I read this article, recognizing the disturbed behavior and levels of anger that I too have seen in our family. Yet I’m the committed one, like many of y’all. We are still standing, still loving children who seemingly hate us, blame us, lie to us and about us, and whose anger and severe emotional issues preclude them from ever living a normal middle class existence.
Are our attempts in vain? Is adoption a waste of our time? Does it just ruin our health and our own emotions?
We do certainly take a beating, but it is not in futility. I look at my older kids who’ve finally pulled through and I am glad I hung in there. I’m right now as frightened for a few of my kids as I once was years ago for a few others. They pulled through though.
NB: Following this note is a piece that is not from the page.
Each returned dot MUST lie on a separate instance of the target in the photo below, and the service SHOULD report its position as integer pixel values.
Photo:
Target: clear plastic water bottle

This boy in this family never got a family, just multiple moves. I don’t know if this boy could have ever lived in a family, I don’t have all the facts. I’ve been told that one of my sons was the most severely disturbed that a wilderness program had ever encountered. They told me this as they kicked him out of the program. Years of therapy, residential mental facilities, in and out of our family due to police involvement and my silly need to keep our family safe, now he is in jail once again.
His birth mom was an inhalant abuser, a druggie and an alcoholic during all five pregnancies; she’s been HIV positive for ten years. Four of her children were adopted by me, the fifth by his birth father who was not the birth father of the others. That fifth child now has a child in the system.
My best friend’s son was kicked out of the OTP placement as well and is, right now, in his third psychiatric evaluation hospitalization in the last several months. I know few adoptive parents who have not needed therapeutic interventions. Never mind, I don’t know any that have not at least sought counseling.
We adoptive parents are given no support to speak of; we are merely regarded as imbeciles for trying to help children who seem not to care about us. I’ve been teetering between my own anger at the system and my despair over the lack of mental health help available. Maybe it is just frustration but one would logically think that when one has willingly agreed to love and stand by children who are so damaged, that one would receive help from somewhere if only to keep the child in the family.
Maybe someday society will look back on this period in time, in the early 2000s when adoptive parents were fruitlessly beating their heads against walls, dodging unwarranted blame, and suffering under tremendous amounts of emotional abuse by the system. The same system we tried to help.